Henry, 52, was described by the Los Angeles Times as “the eldest girl among 10 siblings in an Irish-Catholic family in suburban Detroit.”
So if, as Harold Myerson suggested, Irish influence in organized labor is dwindling, it’s not going away anytime soon.
There’s one catch, however. These jobs might as well come with a bull’s eye, because unions have become a handy target for angry people and politicians in recent months.
Full disclosure -- I am a member of the UFT. So naturally, I am a little sensitive about some of the criticism aimed at New York City teachers by Bloomberg and schools chancellor Joel Klein.
I should add, though, that no one is more frustrated by ineffective teachers than teachers themselves. So it’s not that the UFT is above criticism.
The bigger problem is that, in tough economic times, members of nearly any union have come to be viewed as members of an elite class who are paid lavishly while doing little work.
An article in this past Sunday’s New York Post explored the “long lines” of applicant’s seeking the “cushiest gigs” at a number of local unions. These jobs included spots at Local 246 of the aforementioned SEIU, which represents auto mechanics. There were also applicants seeking jobs with Ironworkers Local 361.
Boy, talk about cushy gigs! What could be easier than learning how an automobile functions from top to bottom and getting the thing fixed.
Or how about those ironworkers! All they have to do from time to time is slice steel with a flaming torch, often several thousand feet above the bustling streets.
I remember less than a month after 9/11 talking to Jack Doyle, head of the heavily-Irish Ironworkers Local 40. Doyle had actually helped build the Twin Towers in the early 1970s, and was vowing to help build again at Ground Zero.
But only after the ironworkers completed the very dangerous task of clearing out the debris. What a cushy gig!
The king of union bashing these days is New Jersey Governor Chris Christie. His stump speech for a long time was that New Jersey has “two classes” of citizens, -- “those who enjoy rich public benefits and those who pay for them."
Wow.

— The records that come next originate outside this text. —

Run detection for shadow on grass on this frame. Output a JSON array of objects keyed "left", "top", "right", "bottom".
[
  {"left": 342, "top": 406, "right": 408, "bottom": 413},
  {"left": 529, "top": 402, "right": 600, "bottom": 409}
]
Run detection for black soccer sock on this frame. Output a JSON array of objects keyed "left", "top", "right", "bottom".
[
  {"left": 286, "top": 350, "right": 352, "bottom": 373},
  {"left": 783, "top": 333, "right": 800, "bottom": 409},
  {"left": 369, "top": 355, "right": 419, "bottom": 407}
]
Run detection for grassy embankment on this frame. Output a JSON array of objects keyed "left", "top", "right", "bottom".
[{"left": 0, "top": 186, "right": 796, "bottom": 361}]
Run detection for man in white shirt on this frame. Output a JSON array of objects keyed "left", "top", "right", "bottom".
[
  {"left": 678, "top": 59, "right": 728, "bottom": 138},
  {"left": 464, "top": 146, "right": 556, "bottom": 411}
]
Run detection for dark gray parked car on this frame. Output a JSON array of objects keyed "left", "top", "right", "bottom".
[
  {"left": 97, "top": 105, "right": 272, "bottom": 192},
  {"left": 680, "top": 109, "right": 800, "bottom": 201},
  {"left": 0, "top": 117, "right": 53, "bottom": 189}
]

We’ve certainly come a long way.
In the past, thundering populists and brainy prophets have warned that America was indeed split into two societies -- black vs. white, or the obscenely rich vs. the desperately poor.
Now, according to Christie, the only thing we have to worry about are the folks who dare to have a pension and a little stability. It seems to me we might want to work to get that for more people, not fewer.
Look, I understand that state governments are going broke. Taxpayers have a right to know their money is being invested in sound, productive employees. Unions should roll up their sleeves and help produce solutions.
But there is an ugly side to this. As much as anyone else, the Irish built the American labor movement with blood, sweat and tears. This was no “cushy” task.
Politicians know there is a deep insecurity in America right now. So rather than devise bold ways to alleviate that insecurity, they target “elite” union members and their “cushy” jobs.
Meanwhile, children need to be educated. Cars need to be repaired. Steel must be sliced.
The vast majority of people doing these jobs now do them happily and effectively. Smearing these workers may make the next generation think twice about entering the profession.
But it doesn’t make the work itself any less vital or necessary.